La storia comincia il 7 marzo 2007, quando il Louvre di Parigi annuncia di voler associare il suo nome a un nuovo museo negli Emirati Arabi Uniti, con un accordo di 30 anni tra la città di Abu Dhabi e il governo francese. Il museo farà parte di un distretto culturale per il turismo di massa sull’Isola di Saadiyat (che in arabo significa “isola della felicità”) con centri di intrattenimento, hotel di lusso, campi da golf. Nell’area di 64 mila metri quadri, dedicata ai grandi nomi dell’arte mondiale, ci saranno anche altri musei: lo Sheihk Zayed National Museum, progettato da Foster and Partners e ideato da Norman Foster; il Guggenheim Abu Dhabi, che sarà il Guggenheim più grande del mondo e l’unico in Medio Oriente, progettato da Frank Gehry; un centro di arti performative e dello spettacolo, progettato da Zaha Hadid, e un museo marittimo di Tadao Ando.
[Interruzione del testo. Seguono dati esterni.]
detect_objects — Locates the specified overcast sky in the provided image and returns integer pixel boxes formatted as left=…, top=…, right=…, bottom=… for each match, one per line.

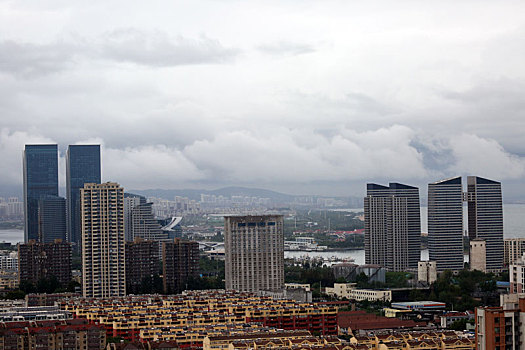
left=1, top=0, right=525, bottom=199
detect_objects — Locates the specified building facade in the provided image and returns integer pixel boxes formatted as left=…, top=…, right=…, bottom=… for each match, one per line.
left=131, top=202, right=168, bottom=242
left=18, top=240, right=72, bottom=287
left=417, top=261, right=437, bottom=285
left=224, top=215, right=284, bottom=292
left=37, top=195, right=66, bottom=243
left=504, top=238, right=525, bottom=266
left=124, top=193, right=145, bottom=242
left=126, top=238, right=160, bottom=294
left=428, top=177, right=464, bottom=272
left=66, top=145, right=101, bottom=251
left=81, top=182, right=125, bottom=298
left=23, top=144, right=59, bottom=242
left=162, top=239, right=199, bottom=293
left=470, top=238, right=487, bottom=273
left=475, top=296, right=525, bottom=349
left=364, top=183, right=421, bottom=271
left=467, top=176, right=504, bottom=272
left=510, top=255, right=525, bottom=293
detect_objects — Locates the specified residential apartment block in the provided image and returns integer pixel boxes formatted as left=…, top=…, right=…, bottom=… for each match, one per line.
left=81, top=182, right=125, bottom=298
left=162, top=238, right=199, bottom=294
left=504, top=238, right=525, bottom=266
left=18, top=239, right=72, bottom=287
left=126, top=238, right=160, bottom=294
left=475, top=295, right=525, bottom=349
left=224, top=215, right=284, bottom=292
left=0, top=319, right=105, bottom=350
left=58, top=290, right=338, bottom=346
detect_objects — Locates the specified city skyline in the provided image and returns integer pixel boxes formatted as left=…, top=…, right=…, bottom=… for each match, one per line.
left=1, top=1, right=525, bottom=199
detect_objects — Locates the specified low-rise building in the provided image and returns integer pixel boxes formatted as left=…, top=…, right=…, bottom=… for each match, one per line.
left=59, top=290, right=339, bottom=346
left=0, top=305, right=71, bottom=322
left=440, top=311, right=474, bottom=328
left=0, top=271, right=18, bottom=290
left=417, top=261, right=437, bottom=285
left=325, top=283, right=392, bottom=302
left=26, top=292, right=81, bottom=307
left=0, top=319, right=105, bottom=350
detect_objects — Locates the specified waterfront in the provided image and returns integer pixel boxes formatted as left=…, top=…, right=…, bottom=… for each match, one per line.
left=0, top=229, right=23, bottom=244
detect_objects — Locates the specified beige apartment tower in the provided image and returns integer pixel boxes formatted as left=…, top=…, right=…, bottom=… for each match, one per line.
left=504, top=238, right=525, bottom=266
left=470, top=238, right=487, bottom=273
left=224, top=215, right=284, bottom=292
left=81, top=182, right=126, bottom=298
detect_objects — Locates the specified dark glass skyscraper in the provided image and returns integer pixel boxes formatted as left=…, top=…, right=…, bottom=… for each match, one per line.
left=23, top=144, right=59, bottom=242
left=428, top=177, right=464, bottom=272
left=66, top=145, right=101, bottom=250
left=38, top=195, right=67, bottom=243
left=364, top=183, right=421, bottom=271
left=467, top=176, right=503, bottom=272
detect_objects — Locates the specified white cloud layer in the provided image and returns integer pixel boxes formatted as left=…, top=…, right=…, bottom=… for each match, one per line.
left=0, top=0, right=524, bottom=197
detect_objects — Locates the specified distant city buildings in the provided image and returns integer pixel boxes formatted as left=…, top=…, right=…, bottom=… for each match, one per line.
left=81, top=182, right=125, bottom=298
left=18, top=239, right=72, bottom=288
left=23, top=144, right=59, bottom=242
left=467, top=176, right=504, bottom=272
left=224, top=215, right=284, bottom=292
left=427, top=177, right=464, bottom=272
left=0, top=197, right=23, bottom=219
left=66, top=145, right=101, bottom=251
left=162, top=238, right=199, bottom=294
left=364, top=183, right=421, bottom=271
left=149, top=196, right=201, bottom=217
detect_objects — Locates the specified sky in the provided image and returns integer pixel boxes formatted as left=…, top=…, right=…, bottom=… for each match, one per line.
left=1, top=0, right=525, bottom=199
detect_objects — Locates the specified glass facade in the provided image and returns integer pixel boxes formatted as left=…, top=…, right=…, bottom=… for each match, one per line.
left=66, top=145, right=101, bottom=250
left=23, top=144, right=59, bottom=242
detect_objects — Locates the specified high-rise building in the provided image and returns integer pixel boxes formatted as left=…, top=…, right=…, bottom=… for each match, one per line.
left=126, top=238, right=160, bottom=294
left=364, top=183, right=421, bottom=271
left=66, top=145, right=101, bottom=251
left=81, top=182, right=125, bottom=298
left=162, top=239, right=199, bottom=294
left=23, top=145, right=59, bottom=242
left=124, top=193, right=145, bottom=242
left=131, top=203, right=168, bottom=242
left=18, top=239, right=72, bottom=287
left=427, top=177, right=464, bottom=272
left=467, top=176, right=504, bottom=272
left=38, top=195, right=67, bottom=243
left=224, top=215, right=284, bottom=292
left=504, top=238, right=525, bottom=266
L’accordo venne firmato da Renaud Donnedieu de Vabres, allora ministro della Cultura francese, e lo sceicco sultano Bin Tahnoon Al Nahyan. La Francia si sarebbe occupata della consulenza in materia di progettazione e costruzione dell’edificio, oltre che dello sviluppo del progetto scientifico e culturale del museo. Il Louvre Abu Dhabi, secondo il progetto, avrà in prestito le opere di alcuni musei francesi – 300 nel primo anno, 250 dal quarto anno e 200 dal settimo al decimo anno – e per quindici anni la Francia fornirà annualmente quattro mostre. Infine aiuterà il museo a creare una raccolta che andrà progressivamente a sostituire le opere dei francesi con una collezione propria. Gli Emirati Arabi Uniti, a loro volta, si sono impegnati a versare circa 700 milioni di euro in trent’anni, di cui beneficeranno i soci del Louvre (che è di proprietà pubblica per due terzi) e altri musei che partecipano all’operazione.
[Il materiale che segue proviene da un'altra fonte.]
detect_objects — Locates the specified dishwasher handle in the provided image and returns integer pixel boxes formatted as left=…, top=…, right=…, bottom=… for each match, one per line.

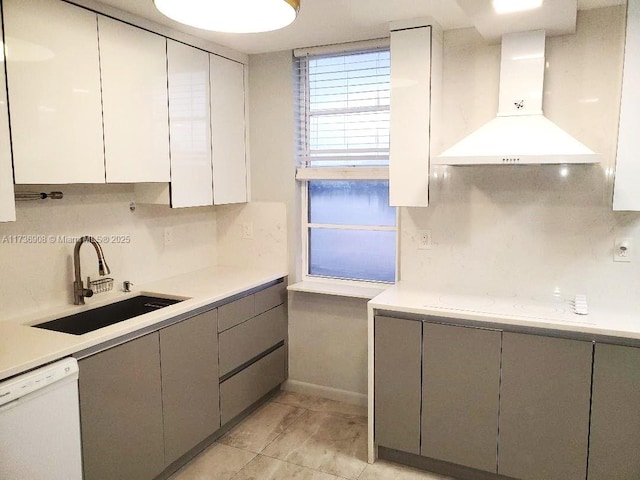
left=0, top=398, right=19, bottom=413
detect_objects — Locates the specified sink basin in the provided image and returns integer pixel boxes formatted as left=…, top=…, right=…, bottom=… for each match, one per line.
left=34, top=296, right=183, bottom=335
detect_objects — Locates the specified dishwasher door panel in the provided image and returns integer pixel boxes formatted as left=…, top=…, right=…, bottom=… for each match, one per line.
left=0, top=374, right=82, bottom=480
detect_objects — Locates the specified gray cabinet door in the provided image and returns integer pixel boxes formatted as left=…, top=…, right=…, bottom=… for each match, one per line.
left=78, top=333, right=164, bottom=480
left=421, top=322, right=501, bottom=473
left=498, top=332, right=592, bottom=480
left=374, top=315, right=421, bottom=454
left=588, top=343, right=640, bottom=480
left=160, top=309, right=220, bottom=466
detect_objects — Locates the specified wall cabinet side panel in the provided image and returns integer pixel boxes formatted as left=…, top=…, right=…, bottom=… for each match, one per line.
left=390, top=26, right=432, bottom=207
left=613, top=0, right=640, bottom=210
left=0, top=2, right=15, bottom=222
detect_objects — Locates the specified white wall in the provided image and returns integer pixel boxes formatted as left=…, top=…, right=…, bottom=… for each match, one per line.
left=248, top=51, right=300, bottom=280
left=216, top=201, right=288, bottom=272
left=248, top=6, right=633, bottom=402
left=401, top=7, right=637, bottom=301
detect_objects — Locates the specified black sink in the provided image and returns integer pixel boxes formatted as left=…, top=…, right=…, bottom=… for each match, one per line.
left=34, top=296, right=183, bottom=335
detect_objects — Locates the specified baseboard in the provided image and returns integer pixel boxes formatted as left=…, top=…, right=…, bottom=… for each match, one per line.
left=282, top=379, right=367, bottom=407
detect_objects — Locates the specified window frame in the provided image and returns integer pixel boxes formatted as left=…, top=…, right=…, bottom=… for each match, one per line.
left=295, top=46, right=398, bottom=287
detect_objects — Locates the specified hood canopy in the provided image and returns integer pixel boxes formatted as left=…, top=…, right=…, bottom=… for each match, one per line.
left=433, top=30, right=599, bottom=166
Per avviare questo accordo, la Francia ha creato una struttura specifica, l’Agence France-Muséums, i cui azionisti sono dodici istituzioni culturali francesi, tra cui alcune più volte criticate per l’amministrazione non sempre chiara dei beni. Fin dall’inizio il governo francese è rimasto fuori dalla transazione, anche se l’accordo dovrebbe essere intergovernativo. Nel 2011 la situazione è diventata critica: ignorando gli obblighi contrattuali, Abu Dhabi ha interrotto il pagamento della sua tariffa trimestrale. Il museo doveva aprire nel 2012 ma la gara d’appalto per il progetto di costruzione è stata affidata a una ditta spagnola soltanto quest’anno, a gennaio.
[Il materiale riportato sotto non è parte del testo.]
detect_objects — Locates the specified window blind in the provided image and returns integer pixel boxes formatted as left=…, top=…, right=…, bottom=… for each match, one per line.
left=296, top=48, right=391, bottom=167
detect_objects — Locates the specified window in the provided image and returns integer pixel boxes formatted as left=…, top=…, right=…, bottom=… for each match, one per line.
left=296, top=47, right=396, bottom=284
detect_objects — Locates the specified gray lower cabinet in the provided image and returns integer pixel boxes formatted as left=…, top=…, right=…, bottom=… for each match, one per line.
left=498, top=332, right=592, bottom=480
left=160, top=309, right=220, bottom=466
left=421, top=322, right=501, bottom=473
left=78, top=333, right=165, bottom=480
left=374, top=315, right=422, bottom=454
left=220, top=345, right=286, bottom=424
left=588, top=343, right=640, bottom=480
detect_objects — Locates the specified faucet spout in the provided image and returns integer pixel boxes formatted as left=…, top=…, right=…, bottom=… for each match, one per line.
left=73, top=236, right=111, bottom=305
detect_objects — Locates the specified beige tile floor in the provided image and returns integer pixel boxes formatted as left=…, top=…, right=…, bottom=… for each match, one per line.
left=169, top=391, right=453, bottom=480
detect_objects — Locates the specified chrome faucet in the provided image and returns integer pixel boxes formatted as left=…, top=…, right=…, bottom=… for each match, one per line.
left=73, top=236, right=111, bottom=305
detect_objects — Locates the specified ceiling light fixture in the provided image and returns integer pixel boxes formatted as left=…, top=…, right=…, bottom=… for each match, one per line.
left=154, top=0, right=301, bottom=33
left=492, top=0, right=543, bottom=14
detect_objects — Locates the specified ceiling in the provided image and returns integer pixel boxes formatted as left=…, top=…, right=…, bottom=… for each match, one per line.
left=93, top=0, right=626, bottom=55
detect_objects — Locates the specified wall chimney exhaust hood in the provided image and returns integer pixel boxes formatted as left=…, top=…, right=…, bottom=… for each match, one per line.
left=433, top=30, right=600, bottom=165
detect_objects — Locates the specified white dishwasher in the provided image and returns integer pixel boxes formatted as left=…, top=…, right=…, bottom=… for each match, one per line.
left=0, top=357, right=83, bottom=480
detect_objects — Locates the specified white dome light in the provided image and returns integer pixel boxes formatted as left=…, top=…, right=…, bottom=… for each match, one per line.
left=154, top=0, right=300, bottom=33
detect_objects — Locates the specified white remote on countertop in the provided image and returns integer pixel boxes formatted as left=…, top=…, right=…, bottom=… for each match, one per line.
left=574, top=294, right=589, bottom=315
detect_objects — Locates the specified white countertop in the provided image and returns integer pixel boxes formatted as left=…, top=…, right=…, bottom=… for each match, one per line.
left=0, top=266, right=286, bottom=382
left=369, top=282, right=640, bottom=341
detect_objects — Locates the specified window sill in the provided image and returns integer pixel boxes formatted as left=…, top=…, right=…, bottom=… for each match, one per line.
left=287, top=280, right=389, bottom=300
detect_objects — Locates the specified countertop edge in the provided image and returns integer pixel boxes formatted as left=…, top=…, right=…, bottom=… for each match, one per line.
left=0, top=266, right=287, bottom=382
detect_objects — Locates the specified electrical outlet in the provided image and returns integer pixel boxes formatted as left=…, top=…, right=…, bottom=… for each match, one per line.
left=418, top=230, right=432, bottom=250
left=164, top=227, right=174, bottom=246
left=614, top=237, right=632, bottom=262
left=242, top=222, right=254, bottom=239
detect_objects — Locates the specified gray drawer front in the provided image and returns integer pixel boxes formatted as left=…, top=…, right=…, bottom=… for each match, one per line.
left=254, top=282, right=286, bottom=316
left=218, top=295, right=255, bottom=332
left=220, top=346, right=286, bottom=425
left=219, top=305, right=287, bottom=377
Il museo – a forma di astronave, o fungo atomico in esplosione, o medusa galleggiante sul mare – è stato progettato dall’architetto francese Jean Nouvel, si estenderà su una superficie di 24.000 metri quadri, con una cupola di 180 metri di diametro e con un costo di costruzione stimato tra 83 e 108 milioni di euro. La zattera di questa medusa, però, come quella del più celebre capolavoro di Théodore Géricault esposta nelle sale del Louvre di Parigi, ha rischiato più volte di affondare. La principale accusa che i museologi fanno ai francesi è aver tradito la specificità del modello francese, legata storicamente alle sue origini “rivoluzionarie” e basata sulla redistribuzione dei beni: mettendola brutalmente, sulla confisca dei beni ai ricchi (il clero, i reali, i militari) in favore dei poveri (il pubblico, il popolo, il paese).
A differenza dell’Inghilterra o della Germania, in Francia – come in Italia – la nascita dei musei è storicamente caratterizzata da una stretta relazione con lo Stato. Per questo non le si perdona – e questo succede anche in Italia – di prestare capolavori. Una “vocazione” totalmente diversa da quella statunitense e, nello specifico, del Guggenheim, che è considerato il padre del museo “capitalista”, centrato sul contenitore (è il primo museo al mondo firmato da un archistar, Frank Lloyd Wright) e sull’espansione in altri posti (Venezia, Bilbao, Berlino). Nasce però nel differente contesto americano, dalla collezione di un privato newyorkese che investe in arte contemporanea (ed educazione, nella visione del “museo tempio” della sua consigliera Hilla Rebay).